Capítulo2

Simone bateu a porta do carro se sentindo aborrecida. Estava investigando uma queixa sobre sumiço de gatos! Só a designaram para um caso tão bobo porque era mulher, e pior, recém-formada da academia de polícia. Ela ansiava por uma oportunidade de trabalhar em equipe numa grande operação, do tipo que se vê em filmes. Ao invés disso tinha que submeter-se — e agradecia a seu super-protetor primo Marcelo por isso — a verificar queixas de velhinhas solitárias que viviam rodeadas de felinos.

Francamente!

Quem pode sentir falta de um gato quando existem tantos desses por aí, deixando sua sujeira fedorenta em todos os canteiros de plantas da cidade?

Simone não conseguia compreender!

Mas a culpa de estar naquela missão sem graça e sem sentido era de Marcelo, quanto a isso não havia dúvidas.

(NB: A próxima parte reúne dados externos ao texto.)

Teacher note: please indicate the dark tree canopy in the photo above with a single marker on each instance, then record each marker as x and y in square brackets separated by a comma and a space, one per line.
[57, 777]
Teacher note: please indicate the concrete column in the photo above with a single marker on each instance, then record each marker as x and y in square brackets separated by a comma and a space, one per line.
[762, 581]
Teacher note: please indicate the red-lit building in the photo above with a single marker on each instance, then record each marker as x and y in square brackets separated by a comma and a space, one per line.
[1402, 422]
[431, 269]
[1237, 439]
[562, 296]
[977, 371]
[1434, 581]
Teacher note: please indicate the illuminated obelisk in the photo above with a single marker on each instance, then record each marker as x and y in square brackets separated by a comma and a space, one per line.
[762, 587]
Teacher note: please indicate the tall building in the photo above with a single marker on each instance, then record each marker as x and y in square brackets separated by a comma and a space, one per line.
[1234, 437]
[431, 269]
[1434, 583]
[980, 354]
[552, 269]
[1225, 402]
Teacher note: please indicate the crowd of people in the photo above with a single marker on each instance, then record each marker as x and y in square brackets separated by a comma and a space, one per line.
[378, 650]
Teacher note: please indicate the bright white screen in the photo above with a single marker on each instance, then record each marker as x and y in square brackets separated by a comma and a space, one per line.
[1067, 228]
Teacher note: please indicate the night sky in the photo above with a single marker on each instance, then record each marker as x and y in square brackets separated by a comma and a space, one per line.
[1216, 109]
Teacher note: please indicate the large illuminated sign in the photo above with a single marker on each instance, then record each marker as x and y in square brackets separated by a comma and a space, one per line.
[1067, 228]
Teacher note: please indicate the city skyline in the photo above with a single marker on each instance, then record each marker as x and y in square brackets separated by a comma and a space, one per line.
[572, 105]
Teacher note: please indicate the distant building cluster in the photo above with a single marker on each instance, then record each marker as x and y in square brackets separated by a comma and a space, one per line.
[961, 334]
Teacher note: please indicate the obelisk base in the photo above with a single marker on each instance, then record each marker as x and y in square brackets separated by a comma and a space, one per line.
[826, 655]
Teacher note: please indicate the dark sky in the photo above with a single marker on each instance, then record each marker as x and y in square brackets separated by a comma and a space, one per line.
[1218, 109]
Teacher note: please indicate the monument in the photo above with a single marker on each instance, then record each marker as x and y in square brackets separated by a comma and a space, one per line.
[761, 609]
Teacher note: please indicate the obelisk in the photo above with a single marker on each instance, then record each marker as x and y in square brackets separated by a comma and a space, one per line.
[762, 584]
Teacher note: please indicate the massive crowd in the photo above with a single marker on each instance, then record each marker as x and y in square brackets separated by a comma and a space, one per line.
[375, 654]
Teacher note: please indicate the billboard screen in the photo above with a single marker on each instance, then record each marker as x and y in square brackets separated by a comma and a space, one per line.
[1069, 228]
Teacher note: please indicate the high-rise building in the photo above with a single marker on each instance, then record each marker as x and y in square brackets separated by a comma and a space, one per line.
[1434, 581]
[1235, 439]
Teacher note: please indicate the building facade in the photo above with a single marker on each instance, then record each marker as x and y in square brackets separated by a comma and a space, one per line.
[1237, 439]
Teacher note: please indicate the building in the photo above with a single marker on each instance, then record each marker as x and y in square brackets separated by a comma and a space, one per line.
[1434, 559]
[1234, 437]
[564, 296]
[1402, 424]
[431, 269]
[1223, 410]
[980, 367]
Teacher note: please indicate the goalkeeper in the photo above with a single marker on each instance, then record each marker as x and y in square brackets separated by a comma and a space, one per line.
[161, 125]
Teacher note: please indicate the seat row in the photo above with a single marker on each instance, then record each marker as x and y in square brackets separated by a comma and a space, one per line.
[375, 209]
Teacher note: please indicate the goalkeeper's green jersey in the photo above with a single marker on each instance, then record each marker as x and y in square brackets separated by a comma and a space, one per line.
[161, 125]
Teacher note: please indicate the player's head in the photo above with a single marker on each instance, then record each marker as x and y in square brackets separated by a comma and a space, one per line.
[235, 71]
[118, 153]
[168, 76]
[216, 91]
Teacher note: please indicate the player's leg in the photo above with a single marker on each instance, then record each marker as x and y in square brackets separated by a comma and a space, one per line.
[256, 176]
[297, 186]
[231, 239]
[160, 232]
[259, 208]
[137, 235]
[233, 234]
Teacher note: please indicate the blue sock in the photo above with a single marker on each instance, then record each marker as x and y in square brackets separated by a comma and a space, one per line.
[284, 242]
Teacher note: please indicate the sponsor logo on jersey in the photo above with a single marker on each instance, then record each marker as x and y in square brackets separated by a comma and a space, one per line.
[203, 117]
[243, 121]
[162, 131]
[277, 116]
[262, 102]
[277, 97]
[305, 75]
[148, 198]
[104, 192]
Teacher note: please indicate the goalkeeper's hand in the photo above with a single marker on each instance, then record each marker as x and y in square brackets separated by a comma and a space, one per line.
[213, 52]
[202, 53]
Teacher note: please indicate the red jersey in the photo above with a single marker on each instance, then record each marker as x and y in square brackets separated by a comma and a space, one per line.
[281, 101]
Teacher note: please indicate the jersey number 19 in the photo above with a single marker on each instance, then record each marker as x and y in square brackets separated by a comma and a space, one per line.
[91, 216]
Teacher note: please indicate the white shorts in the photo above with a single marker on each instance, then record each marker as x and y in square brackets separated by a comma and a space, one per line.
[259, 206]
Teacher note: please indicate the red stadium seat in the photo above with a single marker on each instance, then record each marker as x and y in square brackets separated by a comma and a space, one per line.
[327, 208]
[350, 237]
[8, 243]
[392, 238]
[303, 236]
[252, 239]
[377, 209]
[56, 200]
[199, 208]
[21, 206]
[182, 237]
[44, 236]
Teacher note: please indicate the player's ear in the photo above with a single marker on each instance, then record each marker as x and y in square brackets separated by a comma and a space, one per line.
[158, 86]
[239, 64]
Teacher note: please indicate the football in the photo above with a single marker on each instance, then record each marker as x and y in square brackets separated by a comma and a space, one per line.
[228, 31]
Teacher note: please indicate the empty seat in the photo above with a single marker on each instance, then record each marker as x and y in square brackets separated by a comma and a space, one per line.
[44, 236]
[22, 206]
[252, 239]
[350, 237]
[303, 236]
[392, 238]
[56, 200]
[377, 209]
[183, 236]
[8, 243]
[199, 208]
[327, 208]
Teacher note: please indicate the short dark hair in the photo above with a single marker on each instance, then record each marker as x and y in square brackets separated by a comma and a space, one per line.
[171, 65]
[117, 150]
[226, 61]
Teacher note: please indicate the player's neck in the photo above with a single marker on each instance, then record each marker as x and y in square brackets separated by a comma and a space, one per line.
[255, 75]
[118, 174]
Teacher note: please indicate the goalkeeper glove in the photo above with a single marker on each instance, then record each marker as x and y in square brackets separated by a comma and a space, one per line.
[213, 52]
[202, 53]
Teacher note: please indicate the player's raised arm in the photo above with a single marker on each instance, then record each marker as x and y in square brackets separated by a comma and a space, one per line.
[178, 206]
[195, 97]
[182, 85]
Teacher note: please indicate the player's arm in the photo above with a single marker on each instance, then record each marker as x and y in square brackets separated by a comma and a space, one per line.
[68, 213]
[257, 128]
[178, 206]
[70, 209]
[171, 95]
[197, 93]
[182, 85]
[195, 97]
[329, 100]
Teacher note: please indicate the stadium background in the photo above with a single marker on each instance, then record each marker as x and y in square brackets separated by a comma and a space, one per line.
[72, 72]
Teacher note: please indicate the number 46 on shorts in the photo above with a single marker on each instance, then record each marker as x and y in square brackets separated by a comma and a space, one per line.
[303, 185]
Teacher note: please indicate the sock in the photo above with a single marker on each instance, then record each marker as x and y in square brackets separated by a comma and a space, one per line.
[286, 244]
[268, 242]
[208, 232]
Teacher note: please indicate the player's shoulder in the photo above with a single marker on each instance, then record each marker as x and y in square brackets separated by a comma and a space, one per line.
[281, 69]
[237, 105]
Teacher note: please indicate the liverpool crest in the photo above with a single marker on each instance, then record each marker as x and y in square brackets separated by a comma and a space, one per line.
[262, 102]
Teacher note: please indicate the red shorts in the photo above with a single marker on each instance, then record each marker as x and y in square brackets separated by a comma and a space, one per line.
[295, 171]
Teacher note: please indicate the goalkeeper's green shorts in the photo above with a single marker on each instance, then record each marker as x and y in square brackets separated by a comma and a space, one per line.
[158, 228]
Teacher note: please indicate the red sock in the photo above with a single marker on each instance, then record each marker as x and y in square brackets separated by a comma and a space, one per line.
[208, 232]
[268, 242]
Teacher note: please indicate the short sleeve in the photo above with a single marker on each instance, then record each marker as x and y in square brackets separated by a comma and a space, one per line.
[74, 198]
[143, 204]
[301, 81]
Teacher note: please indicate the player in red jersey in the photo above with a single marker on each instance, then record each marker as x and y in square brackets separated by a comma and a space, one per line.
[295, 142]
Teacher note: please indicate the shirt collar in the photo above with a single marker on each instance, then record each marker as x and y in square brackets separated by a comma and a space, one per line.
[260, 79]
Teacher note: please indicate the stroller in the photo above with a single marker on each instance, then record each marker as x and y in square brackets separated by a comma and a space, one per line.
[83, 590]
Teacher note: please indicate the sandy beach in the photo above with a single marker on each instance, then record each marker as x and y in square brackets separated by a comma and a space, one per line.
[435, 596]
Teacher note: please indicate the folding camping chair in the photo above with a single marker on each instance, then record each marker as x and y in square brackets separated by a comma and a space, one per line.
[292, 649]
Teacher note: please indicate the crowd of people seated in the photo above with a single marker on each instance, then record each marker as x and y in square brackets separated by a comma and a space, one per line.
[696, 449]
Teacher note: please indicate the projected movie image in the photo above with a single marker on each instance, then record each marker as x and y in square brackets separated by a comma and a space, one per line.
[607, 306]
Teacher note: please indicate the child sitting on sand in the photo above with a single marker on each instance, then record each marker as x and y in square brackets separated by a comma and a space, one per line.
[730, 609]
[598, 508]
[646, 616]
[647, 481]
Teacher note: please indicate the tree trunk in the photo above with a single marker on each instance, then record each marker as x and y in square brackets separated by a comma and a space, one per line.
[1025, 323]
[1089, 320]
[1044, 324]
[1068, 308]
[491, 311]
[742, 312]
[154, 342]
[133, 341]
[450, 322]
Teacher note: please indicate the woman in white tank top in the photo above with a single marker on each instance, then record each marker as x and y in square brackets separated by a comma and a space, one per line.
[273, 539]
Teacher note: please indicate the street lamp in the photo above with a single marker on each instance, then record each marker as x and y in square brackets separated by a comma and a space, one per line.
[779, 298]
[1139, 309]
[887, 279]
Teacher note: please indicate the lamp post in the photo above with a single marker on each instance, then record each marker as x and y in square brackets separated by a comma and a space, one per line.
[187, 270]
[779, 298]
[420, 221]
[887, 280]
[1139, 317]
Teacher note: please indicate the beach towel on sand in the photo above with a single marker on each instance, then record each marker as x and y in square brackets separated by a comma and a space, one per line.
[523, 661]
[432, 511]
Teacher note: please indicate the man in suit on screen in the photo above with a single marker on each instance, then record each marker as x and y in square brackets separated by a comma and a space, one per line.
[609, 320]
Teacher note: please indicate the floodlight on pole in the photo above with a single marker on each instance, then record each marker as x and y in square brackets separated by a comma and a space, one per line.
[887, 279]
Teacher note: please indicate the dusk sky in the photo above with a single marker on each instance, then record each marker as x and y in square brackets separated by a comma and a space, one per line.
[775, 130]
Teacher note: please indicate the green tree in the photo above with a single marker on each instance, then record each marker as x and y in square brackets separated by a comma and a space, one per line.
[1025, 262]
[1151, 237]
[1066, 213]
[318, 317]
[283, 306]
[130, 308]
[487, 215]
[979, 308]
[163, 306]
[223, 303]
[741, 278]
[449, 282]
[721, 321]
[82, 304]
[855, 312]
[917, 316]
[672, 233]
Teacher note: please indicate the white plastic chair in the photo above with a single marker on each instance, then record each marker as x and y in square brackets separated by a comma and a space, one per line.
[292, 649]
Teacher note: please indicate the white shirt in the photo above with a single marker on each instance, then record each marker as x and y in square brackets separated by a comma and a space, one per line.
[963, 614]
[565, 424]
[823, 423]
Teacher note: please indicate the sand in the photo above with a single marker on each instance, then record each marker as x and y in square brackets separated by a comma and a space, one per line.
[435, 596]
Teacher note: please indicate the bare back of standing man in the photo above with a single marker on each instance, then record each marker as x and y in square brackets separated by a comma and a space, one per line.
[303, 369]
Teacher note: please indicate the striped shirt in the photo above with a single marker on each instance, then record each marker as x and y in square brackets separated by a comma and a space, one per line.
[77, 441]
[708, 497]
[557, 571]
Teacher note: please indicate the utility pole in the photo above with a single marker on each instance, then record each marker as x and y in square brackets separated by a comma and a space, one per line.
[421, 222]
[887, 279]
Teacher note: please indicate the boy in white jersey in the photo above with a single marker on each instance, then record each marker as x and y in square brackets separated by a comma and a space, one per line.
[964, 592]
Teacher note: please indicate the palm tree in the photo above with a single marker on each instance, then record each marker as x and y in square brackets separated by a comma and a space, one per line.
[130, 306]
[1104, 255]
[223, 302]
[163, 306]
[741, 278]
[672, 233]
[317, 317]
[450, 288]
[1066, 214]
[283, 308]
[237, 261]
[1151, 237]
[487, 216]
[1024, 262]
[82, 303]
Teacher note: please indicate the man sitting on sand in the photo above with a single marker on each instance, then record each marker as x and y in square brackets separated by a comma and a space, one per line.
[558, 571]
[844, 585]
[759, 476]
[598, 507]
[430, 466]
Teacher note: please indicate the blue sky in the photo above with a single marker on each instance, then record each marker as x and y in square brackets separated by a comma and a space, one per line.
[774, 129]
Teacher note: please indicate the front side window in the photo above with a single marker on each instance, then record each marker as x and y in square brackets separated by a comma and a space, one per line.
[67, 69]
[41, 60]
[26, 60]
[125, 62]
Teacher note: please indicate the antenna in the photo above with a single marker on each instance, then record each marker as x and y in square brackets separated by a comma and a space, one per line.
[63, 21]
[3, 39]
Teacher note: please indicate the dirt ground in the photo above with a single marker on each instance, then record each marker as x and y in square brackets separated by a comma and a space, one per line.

Tudo bem que Marcelo trabalhava na delegacia há muito mais tempo que ela, e tinha conquistado uma posição privilegiada por lá, mas ele precisava mesmo juntar-se ao delegado para decidir sempre o que Simone estava apta ou não a poder fazer? Que coisa chata! 

Bateu na porta da casa onde morava a senhora queixosa:

— Bom dia, dona Adelaide. Eu sou a policial Simone. A senhora prestou uma queixa sobre o sumiço de um gato.

— Ah, até que enfim alguém apareceu! Eu coloco ração todos os dias para os gatos aqui fora e eles sempre vem correndo comer tudo. Só que há mais ou menos uma semana, tem vindo cada vez menos gatos para se alimentar. Hoje só vieram dois. Sumiram vários deles!

— Os gatos não são seus?

— Ah, não, minha filha. Eles moram na rua.

— Os gatos da rua não têm vindo comer?

— Não. Eles estão sumindo.

Simone esforçava-se para não ser indelicada com aquela mulher idosa.

— A senhora não acha que esses bichos, já que moram na rua, podem simplesmente estar passeando em algum outro lugar?

— Com certeza que não estão! Os gatos se apegam a lugares, pode perguntar a qualquer pessoa que conheça bichanos. — A mulher aproximou-se da policial, e falou em tom de confidência: — Acho que tem a ver com o novo vizinho.

Para pontuar seu comentário, a senhora apontou com o queixo para a casa do outro lado da rua.

Simone olhou para a casa apontada pela senhora, logo ali bem em frente.

— Ele se mudou para cá faz menos de um mês. Um dia me viu alimentando os animais e pediu que eu não fizesse mais isso.

— Ele foi agressivo com a senhora?

— Oh, não, ele foi muito educado — continuou a idosa, em voz baixa. — É um tipo grandão, bem aparentado, desses que pode mesmo impressionar a gente. Mas é muito sério, e seu olhar... Bem, é tão severo que dá um pouco de medo. Bem, eu entendi que ele estava me dando uma ordem, na verdade, e não fazendo um pedido.

— A senhora entendeu?

─ Pelo tom da vez dele, sim.

─ Hum... E ele não gosta de gatos? — Simone tentou disfarçar seu tédio.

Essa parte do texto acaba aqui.